I couldn’t look any more. I turned aside and began nervously dividing up the herring among several paper plates. “Mr. Busch,” he patted my hand. I released the fork. “My wife felt I was working too much. She told me many times that our family time together was much more valuable than the few extra zlotys I was bringing home. I was a druggist, you know. In those days, you had to make up the prescriptions by hand, took a lot of time so I stayed after hours. Did I tell you that story?” I nodded again. “But did I listen to her? No, I was young, a pisher, like you,” he smiled ever so faintly, handing me another tissue.“Thank you.” “But by the time I realized she was right, the Germans came to our village. The men they rounded up. The women and children ... they took away, gone. We never saw them again. Mr. Busch, I never saw them again! Understand?” I handed him back the picture which he returned to his pocket. “Go home to your family.” His words seemed plain enough, but he stopped short of advising me any further.

My wife and I had indeed arrived at a fork in the road. Whether I would keep Shabbos at home by myself, well … that he left to me. I had only to choose the path I would travel. From the stairway, a voice beckoned. “Reb Isser? … Ashrei!” I followed him upstairs for minyan.

I did as Reb Isser had advised. I could no longer ignore my problems at home, hoping they would simply disappear. The decision I made to keep Shabbos by myself-though difficult-was one I felt I needed to make. The experience not only did not weaken but, in fact, strengthened my resolve to live more observantly. We did try marriage counseling, but I am certain we both knew ours was a case of too little, too late. If nothing else, counseling delineated our differences so sharply that our irreconcilability became a foregone conclusion.

“I feel this emptiness in my gut,” I confessed to her. We were out one summer evening and had stopped to pick up some ice cream. The kids were home. There wasn’t much time to talk things over. It was just around sundown. I noticed several cars hurriedly pulling into the parking lot of the shul just across the way from where we had parked the car. “I want to be part of that,” I said, pointing to the shul. “But we’ve not lived that way. It’s too much. We didn’t raise the kids in a kosher home.
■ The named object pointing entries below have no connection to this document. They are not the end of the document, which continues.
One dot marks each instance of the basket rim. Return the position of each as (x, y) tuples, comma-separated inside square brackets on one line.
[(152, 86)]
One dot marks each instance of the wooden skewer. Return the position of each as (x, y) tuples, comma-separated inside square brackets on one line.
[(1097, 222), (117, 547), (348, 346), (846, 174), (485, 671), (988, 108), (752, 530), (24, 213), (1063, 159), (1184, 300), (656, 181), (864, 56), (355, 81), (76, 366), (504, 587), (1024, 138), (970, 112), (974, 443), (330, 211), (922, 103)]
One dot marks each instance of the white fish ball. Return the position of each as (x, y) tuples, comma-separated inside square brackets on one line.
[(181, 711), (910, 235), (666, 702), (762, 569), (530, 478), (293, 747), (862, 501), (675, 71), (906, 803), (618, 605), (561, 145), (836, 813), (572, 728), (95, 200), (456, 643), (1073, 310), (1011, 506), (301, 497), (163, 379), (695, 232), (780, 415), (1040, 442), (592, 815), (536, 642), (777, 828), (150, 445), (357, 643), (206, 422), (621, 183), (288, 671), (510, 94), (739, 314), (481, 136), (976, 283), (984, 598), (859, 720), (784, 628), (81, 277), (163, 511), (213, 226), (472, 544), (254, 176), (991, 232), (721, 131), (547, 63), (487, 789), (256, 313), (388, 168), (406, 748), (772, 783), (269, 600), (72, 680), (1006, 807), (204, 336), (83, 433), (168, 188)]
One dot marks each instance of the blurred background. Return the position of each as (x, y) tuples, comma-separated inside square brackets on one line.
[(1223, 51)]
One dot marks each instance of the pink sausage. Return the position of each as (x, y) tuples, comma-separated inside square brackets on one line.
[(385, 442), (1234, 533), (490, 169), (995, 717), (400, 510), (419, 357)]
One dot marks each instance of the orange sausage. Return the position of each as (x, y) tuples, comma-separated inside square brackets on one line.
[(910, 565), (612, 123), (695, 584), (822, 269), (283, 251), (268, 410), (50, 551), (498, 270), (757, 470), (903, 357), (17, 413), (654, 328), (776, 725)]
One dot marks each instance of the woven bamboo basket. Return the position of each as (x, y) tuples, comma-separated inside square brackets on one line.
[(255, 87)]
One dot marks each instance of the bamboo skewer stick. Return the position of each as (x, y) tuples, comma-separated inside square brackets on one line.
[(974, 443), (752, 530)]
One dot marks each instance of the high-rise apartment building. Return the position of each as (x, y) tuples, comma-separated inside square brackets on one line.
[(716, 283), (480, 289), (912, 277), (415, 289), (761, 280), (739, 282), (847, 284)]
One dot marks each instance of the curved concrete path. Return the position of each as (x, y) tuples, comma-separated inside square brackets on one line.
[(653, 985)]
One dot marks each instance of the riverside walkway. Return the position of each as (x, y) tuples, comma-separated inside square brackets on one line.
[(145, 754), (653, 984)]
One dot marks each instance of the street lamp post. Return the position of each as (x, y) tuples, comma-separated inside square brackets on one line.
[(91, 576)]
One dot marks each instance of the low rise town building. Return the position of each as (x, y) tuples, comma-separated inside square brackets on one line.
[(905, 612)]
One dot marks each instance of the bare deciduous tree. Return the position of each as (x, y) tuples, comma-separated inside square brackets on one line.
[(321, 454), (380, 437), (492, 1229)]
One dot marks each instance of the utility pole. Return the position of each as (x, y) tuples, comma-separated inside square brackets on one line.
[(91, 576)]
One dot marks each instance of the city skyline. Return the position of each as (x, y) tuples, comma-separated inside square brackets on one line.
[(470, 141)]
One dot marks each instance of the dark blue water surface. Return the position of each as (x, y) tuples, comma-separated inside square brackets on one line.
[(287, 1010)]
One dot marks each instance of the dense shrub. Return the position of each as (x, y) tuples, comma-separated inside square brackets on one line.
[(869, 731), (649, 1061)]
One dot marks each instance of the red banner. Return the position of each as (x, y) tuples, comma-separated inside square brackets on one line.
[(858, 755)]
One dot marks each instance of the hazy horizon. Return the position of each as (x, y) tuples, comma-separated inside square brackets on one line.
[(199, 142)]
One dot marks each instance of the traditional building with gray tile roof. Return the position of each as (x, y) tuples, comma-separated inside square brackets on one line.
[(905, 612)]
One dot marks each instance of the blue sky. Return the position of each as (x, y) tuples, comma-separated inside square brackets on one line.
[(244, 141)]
I just don’t get why you cannot be happy with where we are.” “Jan,” I turned and looked at her, “I don’t understand it myself, but I know in my heart it’s real.”

We headed back home. “You’re sure about this?” she turned to me, “because I can’t go with you.” “I know that, I really do,” I smiled at her understandingly. “What about the kids?
Jan asked. “Tonight, we’ll tell them tonight.”

“Your mother and I love you unconditionally,” I began. I looked at her, the mother of my children and wife of twenty-four years, as if to get the final go-ahead. She nodded approvingly. “But Mom and I have decided … “ Zac, our youngest, wept a little boy’s tears. Ben, our oldest, was incredulous at the announcement but had known something was not right between us for a long time. Kimberly, our middle child, had just completed her freshman year at the university. Her mother drove down and told her on the way home.

I moved out of my house soon thereafter to a nearby apartment. Our children remained
at home with their mom, but I tended my bonds with them unfailingly. I trod the path of
Jewish observance, at times very clumsily, I feared. Unaware of its many stumbling blocks, I
often felt uncertain I fully understood the map before me.